Richard Réti
Richard Réti , born the May 28th 1889 with Pezinok (in Hungarian Bazin, in German Bösing) close to Bratislava (in Hungarian Pozsony, in German Pressburg) and dead the June 6th 1929 with Prague) is a player of failures born Hungarian, but become, like its area of Czechoslovakian origin, after the First World War. He is one of the strongest players of the years 1910 and 1920 and is one of the founders of the school hypermoderne.
Biography
The father of Réti was a doctor, Jewish Hungarian, who raised his son with a French préceptrice. In 1890, the family came to Vienna, where Réti after being left the Gymnasium, started to study the Mathématiques. However, it devoted soon more time to the set of failures than being studied. To the Central Coffee of Vienna, it came from there to forget its university work and it definitively gave up mathematics to become professional player of failures.
Xavier Tartakover said over this period of its life: Réti studies mathematics without being a limited mathematician, it represents Vienna without being Viennois, of birth it is a Old man-Hungarian without it being able to be Hungarian, he answers with an extraordinary speed, but acts with all the more of reflection, and with that he becomes the best player of failures without being world champion. It is an artist of the research which deals more of why things that with their essence.
Contrary to other Masters of the failures, Réti was by no means a child prodigy, in spite of his indisputable talent, and it had to work much for the results which it reached thereafter. It is by learning by itself and as a practitioner that it increased considerably his capacities of play between 1908 and 1912. In its first international tournament (Vienna, 1908), it could make only 3 null parts out of 19, the second time it obtained 5,5 points out of 10. The following years, it tied a narrow friendship with a very gifted player, Gyula Breyer, which was to be later with him one of the champions of the school hypermoderne.
During the First World War, the life échiquéenne stopped on the international plan and Réti took part only in local tournaments. After the war, it settled with Prague. Like its contemporary Aaron Nimzowitsch, he criticized the way of playing dogmatic of the older Masters, but he did not go as far in aggressiveness as this last, which quarreled publicly with Siegbert Tarrasch, the lawyer of the old dogmatic style.
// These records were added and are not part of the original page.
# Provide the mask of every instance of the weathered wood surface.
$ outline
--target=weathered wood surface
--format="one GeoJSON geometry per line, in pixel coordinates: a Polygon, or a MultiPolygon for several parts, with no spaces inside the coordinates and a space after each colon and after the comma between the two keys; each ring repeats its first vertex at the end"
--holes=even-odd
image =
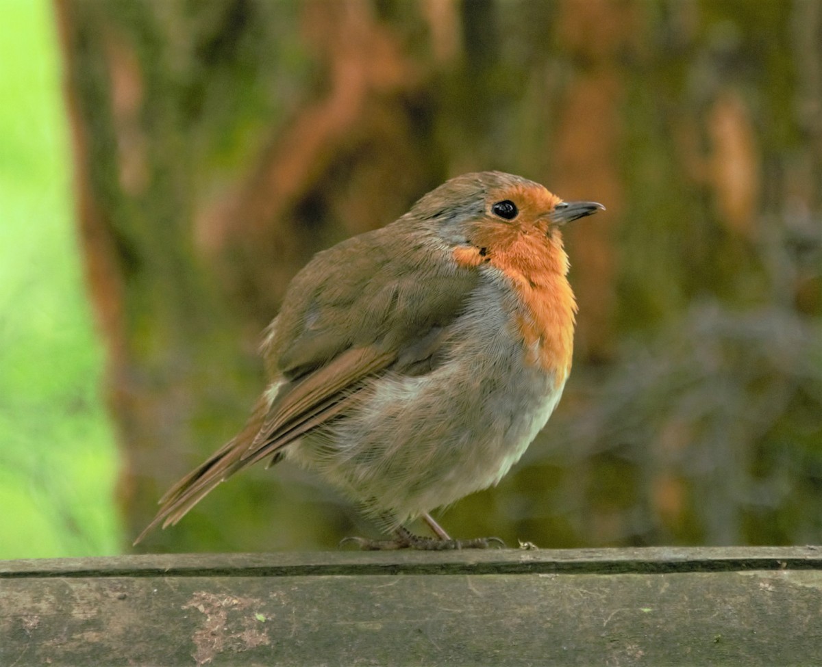
{"type": "Polygon", "coordinates": [[[822,665],[822,550],[0,562],[0,665],[822,665]]]}

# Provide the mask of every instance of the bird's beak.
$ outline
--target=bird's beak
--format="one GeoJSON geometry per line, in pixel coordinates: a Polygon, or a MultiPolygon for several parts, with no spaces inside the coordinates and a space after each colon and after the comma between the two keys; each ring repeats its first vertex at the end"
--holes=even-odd
{"type": "Polygon", "coordinates": [[[551,212],[549,218],[554,224],[562,225],[584,218],[586,215],[593,215],[597,211],[604,211],[605,207],[602,204],[595,201],[561,201],[551,212]]]}

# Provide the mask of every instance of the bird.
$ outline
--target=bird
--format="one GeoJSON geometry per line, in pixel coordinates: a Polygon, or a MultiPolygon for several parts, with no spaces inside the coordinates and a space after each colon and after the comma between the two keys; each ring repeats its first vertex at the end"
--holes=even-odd
{"type": "Polygon", "coordinates": [[[571,368],[576,301],[562,227],[604,206],[497,171],[464,174],[385,227],[321,251],[261,347],[270,381],[243,429],[172,486],[135,544],[234,473],[285,459],[355,502],[386,539],[484,548],[431,516],[496,485],[571,368]],[[434,536],[412,532],[422,518],[434,536]]]}

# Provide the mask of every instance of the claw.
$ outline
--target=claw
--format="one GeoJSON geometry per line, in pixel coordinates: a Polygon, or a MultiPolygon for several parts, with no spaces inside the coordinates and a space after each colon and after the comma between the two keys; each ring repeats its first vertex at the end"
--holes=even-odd
{"type": "Polygon", "coordinates": [[[476,537],[473,540],[435,540],[420,537],[405,530],[399,530],[393,540],[369,540],[367,537],[345,537],[343,546],[349,542],[358,545],[363,551],[392,551],[398,549],[416,549],[420,551],[448,551],[459,549],[505,549],[506,543],[499,537],[476,537]]]}

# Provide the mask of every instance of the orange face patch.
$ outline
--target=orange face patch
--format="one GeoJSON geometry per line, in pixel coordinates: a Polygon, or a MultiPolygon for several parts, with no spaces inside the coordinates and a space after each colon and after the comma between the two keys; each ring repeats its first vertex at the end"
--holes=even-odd
{"type": "Polygon", "coordinates": [[[561,200],[543,187],[501,189],[489,201],[510,200],[519,214],[510,221],[489,214],[477,222],[470,246],[455,249],[463,266],[487,261],[513,283],[522,306],[517,324],[528,361],[553,373],[561,385],[570,372],[576,301],[566,277],[568,255],[550,214],[561,200]],[[482,253],[482,254],[481,254],[482,253]]]}

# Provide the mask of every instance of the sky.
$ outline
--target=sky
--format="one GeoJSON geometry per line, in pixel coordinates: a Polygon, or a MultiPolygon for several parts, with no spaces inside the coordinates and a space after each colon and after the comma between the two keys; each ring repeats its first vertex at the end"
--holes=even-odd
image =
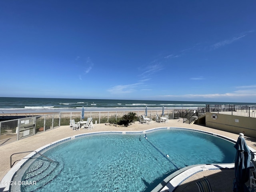
{"type": "Polygon", "coordinates": [[[0,1],[0,96],[256,102],[256,1],[0,1]]]}

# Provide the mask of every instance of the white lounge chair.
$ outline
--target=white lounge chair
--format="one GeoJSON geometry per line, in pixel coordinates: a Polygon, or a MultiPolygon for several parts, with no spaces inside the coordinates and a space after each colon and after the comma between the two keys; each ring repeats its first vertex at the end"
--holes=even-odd
{"type": "Polygon", "coordinates": [[[92,129],[93,128],[92,124],[92,118],[88,117],[87,118],[87,122],[84,124],[83,129],[92,129]]]}
{"type": "Polygon", "coordinates": [[[69,127],[72,129],[74,131],[75,130],[80,130],[80,124],[77,122],[75,122],[74,119],[72,119],[70,120],[69,127]]]}
{"type": "Polygon", "coordinates": [[[161,118],[159,117],[159,116],[158,115],[158,114],[156,114],[156,118],[155,120],[158,123],[159,123],[159,122],[160,123],[162,123],[163,120],[161,119],[161,118]]]}
{"type": "Polygon", "coordinates": [[[146,120],[144,119],[144,115],[142,115],[140,116],[140,121],[141,124],[145,124],[146,123],[146,120]]]}

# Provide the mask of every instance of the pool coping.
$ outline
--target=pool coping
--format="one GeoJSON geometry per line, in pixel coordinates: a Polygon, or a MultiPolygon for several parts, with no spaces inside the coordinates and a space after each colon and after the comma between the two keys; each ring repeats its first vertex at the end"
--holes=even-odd
{"type": "MultiPolygon", "coordinates": [[[[89,135],[94,135],[98,134],[146,134],[152,132],[160,130],[166,129],[176,129],[176,130],[189,130],[190,131],[202,132],[203,133],[210,134],[214,136],[217,136],[221,138],[228,140],[235,143],[236,142],[236,140],[231,139],[228,137],[224,137],[221,135],[214,134],[210,132],[208,132],[202,130],[197,129],[191,129],[189,128],[179,128],[175,127],[162,127],[157,128],[154,128],[148,130],[138,131],[101,131],[92,132],[90,133],[82,133],[78,134],[73,136],[69,136],[66,138],[58,140],[54,142],[51,142],[49,144],[45,145],[35,150],[37,152],[40,152],[43,150],[44,150],[50,147],[52,147],[55,145],[58,145],[61,143],[66,142],[75,138],[88,136],[89,135]]],[[[249,147],[249,146],[248,146],[249,147]]],[[[252,148],[249,147],[251,151],[254,151],[254,150],[252,148]]],[[[37,154],[35,152],[32,152],[26,156],[22,160],[18,162],[4,176],[0,184],[0,189],[2,189],[3,192],[9,191],[10,190],[10,184],[11,181],[13,180],[13,178],[16,174],[19,172],[20,169],[26,164],[26,163],[31,158],[32,158],[37,154]]],[[[234,163],[230,164],[218,164],[218,165],[194,165],[182,168],[174,173],[171,174],[164,179],[160,184],[159,184],[153,190],[152,192],[162,192],[165,191],[165,190],[168,190],[169,192],[173,191],[184,180],[185,180],[188,177],[191,176],[193,174],[200,171],[202,171],[205,170],[210,169],[218,169],[224,168],[224,166],[226,166],[225,168],[234,168],[234,163]],[[226,165],[225,166],[224,165],[226,165]],[[212,167],[213,166],[214,167],[212,167]]]]}

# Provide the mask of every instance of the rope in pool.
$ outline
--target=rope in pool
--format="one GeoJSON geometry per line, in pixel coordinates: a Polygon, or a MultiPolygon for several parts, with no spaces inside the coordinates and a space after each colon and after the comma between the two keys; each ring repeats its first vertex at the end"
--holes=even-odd
{"type": "Polygon", "coordinates": [[[175,164],[174,164],[174,163],[171,160],[168,154],[165,154],[164,153],[164,152],[160,150],[160,149],[158,148],[153,143],[152,143],[152,142],[150,142],[150,141],[148,140],[148,138],[147,137],[147,136],[146,134],[145,134],[145,135],[143,136],[143,137],[149,142],[149,143],[150,143],[151,144],[151,145],[152,145],[152,146],[153,146],[156,149],[156,150],[157,150],[159,152],[160,152],[160,153],[161,153],[163,155],[163,156],[167,159],[167,160],[168,160],[171,163],[172,163],[172,164],[177,169],[180,169],[180,168],[176,166],[176,165],[175,165],[175,164]]]}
Victory of Réti against the world champion Jose Raúl Capablanca, with New York in 1924 - he had played the opening which bears its name (1 today. Cf3 d5 2. ç4) - was a big step in the propagation of the modern ideas in the failures. The Début Réti was played much thereafter, and the idea which is at the base: the indirect control of the center, fact part today of the luggage of any good player of failures.
In 1925, Réti establishes world records by playing 29 parts with the blind man simultaneously, where it obtains +21 -2 =6.
One must in Réti of the considerable contributions to the theory of the failures and he is the author of several books: the modern Ideas with the failures (1922) and the Large Masters of the chess-board (1930) remain the traditional ones.
At the 40 years age only, Réti dies in Prague of the Scarlatine.
A part
(Richard Réti - Xavier Tartakover, Vienna, 1910)1. e4 c6 2. d4 d5 3. Cc3 dxe4 4. Cxe4 Cf6 5. Dd3 e5 6. dxe5 Da5+ 7. Fd2 Dxe5 8. 0-0-0 Cxe4?? 9. Dd8+ Rxd8 10. Fg5+ Rc7 11. Fd8#
In its Breviary of the Failures , Tartakover had the plume to reproduce this part under the title “a splendid chechmate”. It accompanies it by interesting comments.
Works translated into French
- “ Large Masters of the chess-board ” (1982, transl. of Frank Lohéac-Ammoun) - ED. Garnier brothers, Paris. - 296 p.
- (as a coll with Jaeg) “ modern Ideas in the failures ” (1997), ED. Payot, 93 p.
- “ scientific Course of failures ” (1998), ED. Payot, 85 p.